Frans Timmermans, the European Union’s climate chief, will leave his post in Brussels to become a candidate in the next elections in the Netherlands, the European Commission announced on Tuesday.
Mr Timmermans’ immediate departure comes as the European Union focuses on meeting climate targets, reducing emissions on the continent as well as transitioning to clean energy.
Mr. Timmermans served as Executive Vice President of the European Green Deala set of proposals to make EU climate, energy, transport and taxation policies capable of reducing net greenhouse gas emissions by at least 55% by 2030, compared to 1990 levels.
Last month, European lawmakers endorsed a key element of the Green Deal this would require member countries to restore 20% of natural areas within their borders on land and sea.
“Climate change is happening even faster than expected, hitting our planet with no region spared,” Mr Timmermans said. said in a speech in July. “Radical, immediate and transformative action must be taken by all of us.”
Ursula von der Leyen, President of the European Commission, praised Mr Timmermans in a statement, saying he had helped make progress towards “achieving the EU’s goals of becoming the first climate-friendly continent neutral”. She also said he had helped raise “climate ambition levels globally”.
Ms von der Leyen has appointed Maroš Šefčovič, Member of the European Commission from Slovakia, to succeed Mr Timmermans as Executive Vice-President of the European Green Deal. Ms von der Leyen has also temporarily handed responsibility for climate action policy to Mr Šefčovič, until a new member of the commission with Dutch nationality is appointed, according to a statement.

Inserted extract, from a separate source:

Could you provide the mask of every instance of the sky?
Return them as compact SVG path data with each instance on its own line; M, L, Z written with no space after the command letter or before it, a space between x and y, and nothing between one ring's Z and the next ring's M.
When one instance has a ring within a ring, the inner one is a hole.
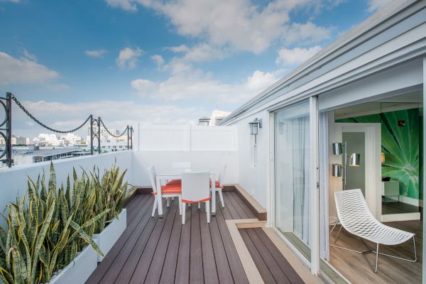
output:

On Tuesday, Mr Timmermans emerged as the leading candidate for a left-wing alliance of the Green Party and the Labor Party, which form a bloc in Dutch parliamentary elections scheduled for November 22. In this role, Mr. Timmermans could eventually become Dutch Prime Minister. Members of both parties overwhelmingly chose Mr Timmermans as their lead candidate on Tuesday, according to Dutch media.
Mr Timmermans was due to address members of left-leaning parties on Tuesday evening as leader for the first time, according to the parties.
“He’s the right person to tackle the big challenges we represent: protecting social security, tackling the climate crisis and restoring trust in politics,” said Attje Kuiken, leader of the Dutch Labor Party in the House of Representatives. . wrote on X, formerly Twitter. Ms Kuiken has, like many other politicians since the fall of the government last month, announced her departure from Dutch politics.
This is not Mr Timmermans’ first foray into Dutch politics. He was a member of the Dutch Labor Party, as well as Minister of Foreign Affairs from 2012 to 2014.
The Green Deal has angered farmers across the continent, including Mr Timmermans’ native Netherlands. Last year, Dutch farmers protested against new targets and the announcement that some of them would have to close their farms to meet EU climate targets, saying they felt disproportionately targeted.
The Dutch government collapsed in July after parties in its ruling coalition failed to reach an agreement on migration policy. Other issues had added stress to the fractured coalition, including climate targets that aim to drastically reduce nitrogen emissions in the country, targets that were partially set by the European Union.
The Netherlands will soon have its first new prime minister since 2010, when Mark Rutte came to power. Mr Rutte has decided not to run again and has said he will quit politics once a new coalition is in place after the November elections.
At Mr. Rutte’s departure from Dutch politics raised questions for the Netherlands, as well as for the European Union, where Mr Rutte found a stage to advance his country’s agenda: rules-based free trade and trade, fiscal prudence, values liberal socials.
Who will take Mr Rutte’s place as prime minister uncertain. The Peasant Citizen Movement, a Dutch pro-agricultural party which swept the local elections in March, has been leading in the polls, an indication of people’s dissatisfaction with the main political parties.
On Sunday, Pieter Omtzigt, a popular Dutch politician who has criticized Mr Rutte, announced the creation of his new party, New Social Contract. A Dutch poll from this summer predicted Mr Omtzigt’s party could win up to 46 seats in the 150-member Dutch House of Representatives.